Na Śląsku wciąż intensywnie pada. Woda w rzekach przybiera tak gwałtownie, że lokalnie mogą wystąpić powodzie błyskawiczne. W nocy stacja hydrologiczna Żabnica na rzece Żabniczance zanotowała wzrost o 193 cm w ciągu zaledwie 10 min.
Nad województwo śląskie nasunęła się strefa bardzo intensywnych opadów. Nasze stacje mierzą godzinowe sumy powyżej 30 mm - powiedział RMF FM Michał Sikora synoptyk-hydrolog z IMiGW. Takie zagrożenie - powodzią błyskawiczną - niestety istnieje i już teraz obserwujemy gwałtowny wzrost poziomu wody w rzekach.

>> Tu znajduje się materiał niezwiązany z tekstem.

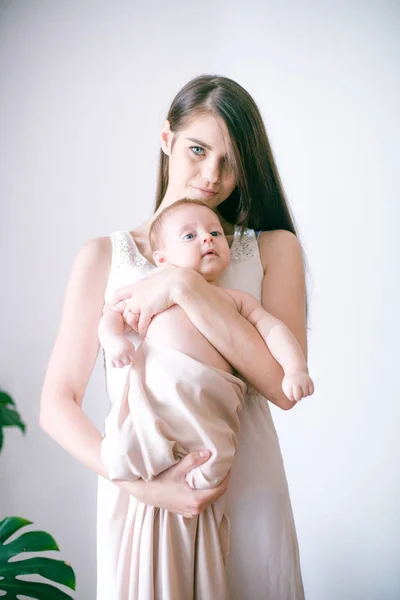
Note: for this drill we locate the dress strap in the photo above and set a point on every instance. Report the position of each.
(125, 252)
(245, 246)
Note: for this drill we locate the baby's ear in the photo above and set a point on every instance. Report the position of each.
(159, 258)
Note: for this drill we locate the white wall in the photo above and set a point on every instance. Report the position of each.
(84, 88)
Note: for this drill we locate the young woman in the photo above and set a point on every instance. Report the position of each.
(213, 148)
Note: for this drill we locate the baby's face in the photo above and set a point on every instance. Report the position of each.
(193, 237)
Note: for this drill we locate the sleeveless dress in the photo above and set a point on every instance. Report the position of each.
(263, 558)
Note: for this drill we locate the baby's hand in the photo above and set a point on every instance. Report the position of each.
(120, 351)
(297, 385)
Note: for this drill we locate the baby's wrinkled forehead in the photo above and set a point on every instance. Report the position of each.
(191, 216)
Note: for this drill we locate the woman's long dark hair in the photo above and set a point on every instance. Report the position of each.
(258, 201)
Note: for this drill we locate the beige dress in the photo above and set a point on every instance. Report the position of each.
(145, 553)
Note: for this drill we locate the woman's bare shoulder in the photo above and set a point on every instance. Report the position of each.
(279, 247)
(96, 253)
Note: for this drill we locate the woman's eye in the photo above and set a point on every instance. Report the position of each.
(197, 150)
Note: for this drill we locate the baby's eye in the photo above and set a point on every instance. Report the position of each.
(197, 150)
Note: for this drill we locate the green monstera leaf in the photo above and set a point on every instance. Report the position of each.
(9, 416)
(56, 571)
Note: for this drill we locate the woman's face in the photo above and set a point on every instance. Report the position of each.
(200, 164)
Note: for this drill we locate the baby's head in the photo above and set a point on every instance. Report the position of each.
(188, 233)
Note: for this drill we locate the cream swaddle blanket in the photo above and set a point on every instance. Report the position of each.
(172, 405)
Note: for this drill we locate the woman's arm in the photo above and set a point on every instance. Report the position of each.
(214, 315)
(70, 367)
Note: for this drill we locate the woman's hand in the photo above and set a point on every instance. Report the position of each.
(149, 296)
(170, 490)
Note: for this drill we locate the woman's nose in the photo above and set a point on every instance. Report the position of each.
(211, 171)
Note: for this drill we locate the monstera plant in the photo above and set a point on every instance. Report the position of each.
(12, 561)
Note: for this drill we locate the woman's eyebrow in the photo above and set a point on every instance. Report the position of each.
(200, 143)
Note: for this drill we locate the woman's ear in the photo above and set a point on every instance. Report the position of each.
(159, 258)
(166, 138)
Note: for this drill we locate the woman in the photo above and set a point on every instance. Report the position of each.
(213, 148)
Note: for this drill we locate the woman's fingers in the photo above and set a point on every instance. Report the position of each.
(132, 319)
(143, 323)
(121, 294)
(206, 497)
(192, 460)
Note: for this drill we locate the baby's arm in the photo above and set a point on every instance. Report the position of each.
(281, 342)
(118, 349)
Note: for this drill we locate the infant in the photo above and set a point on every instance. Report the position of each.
(189, 234)
(181, 395)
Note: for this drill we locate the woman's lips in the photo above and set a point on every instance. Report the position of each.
(206, 193)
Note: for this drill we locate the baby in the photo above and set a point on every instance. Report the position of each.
(180, 394)
(167, 408)
(189, 234)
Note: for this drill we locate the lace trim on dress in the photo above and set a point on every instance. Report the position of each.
(125, 252)
(244, 247)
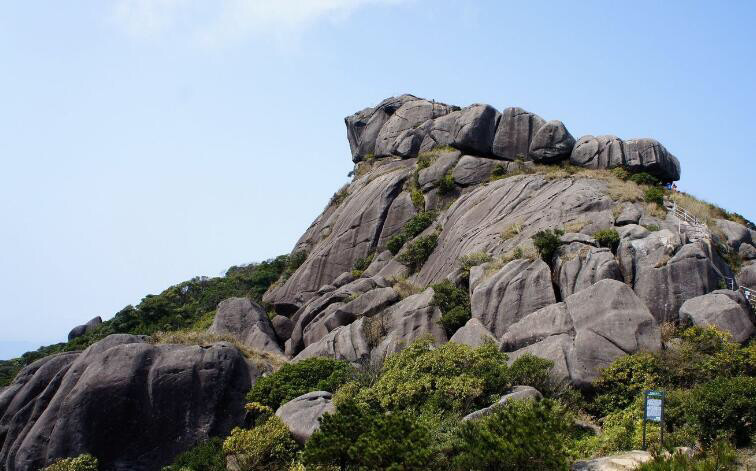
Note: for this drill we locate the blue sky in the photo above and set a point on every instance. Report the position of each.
(144, 142)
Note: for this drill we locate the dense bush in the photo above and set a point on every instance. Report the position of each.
(521, 435)
(454, 304)
(417, 252)
(654, 195)
(268, 446)
(607, 238)
(178, 307)
(206, 456)
(356, 437)
(411, 229)
(547, 242)
(80, 463)
(295, 379)
(724, 407)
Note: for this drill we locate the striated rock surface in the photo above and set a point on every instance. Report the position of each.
(586, 332)
(158, 399)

Synoptyk dodał, że bardzo szybko wzbierają rzeki w całej zlewni Małej Wisły na Śląsku i tam zagrożenie jest duże, chodzi m.in. o stacje Podkępie, Radziszów Czechowice-Dziedzice. Wzrosty wynoszą nawet kilkadziesiąt centymetrów na godzinę.
Opady deszczu cały czas będą intensywne. Najintensywniejsze będą w tych regionach, gdzie sytuacja jest najgorsza: czyli w województwach opolskim, dolnośląskim, małopolskim i śląskim - mówił Michał Sikora.
Szczególnie niebezpiecznie jest w Kotlinie Kłodzkiej, gdzie odnotowano ekstremalne opady, ich suma sięga od sobotniego poranka 100 a nawet 150 milimetrów. W Kamienicy spadło 186 litrów wody na metr kwadratowy.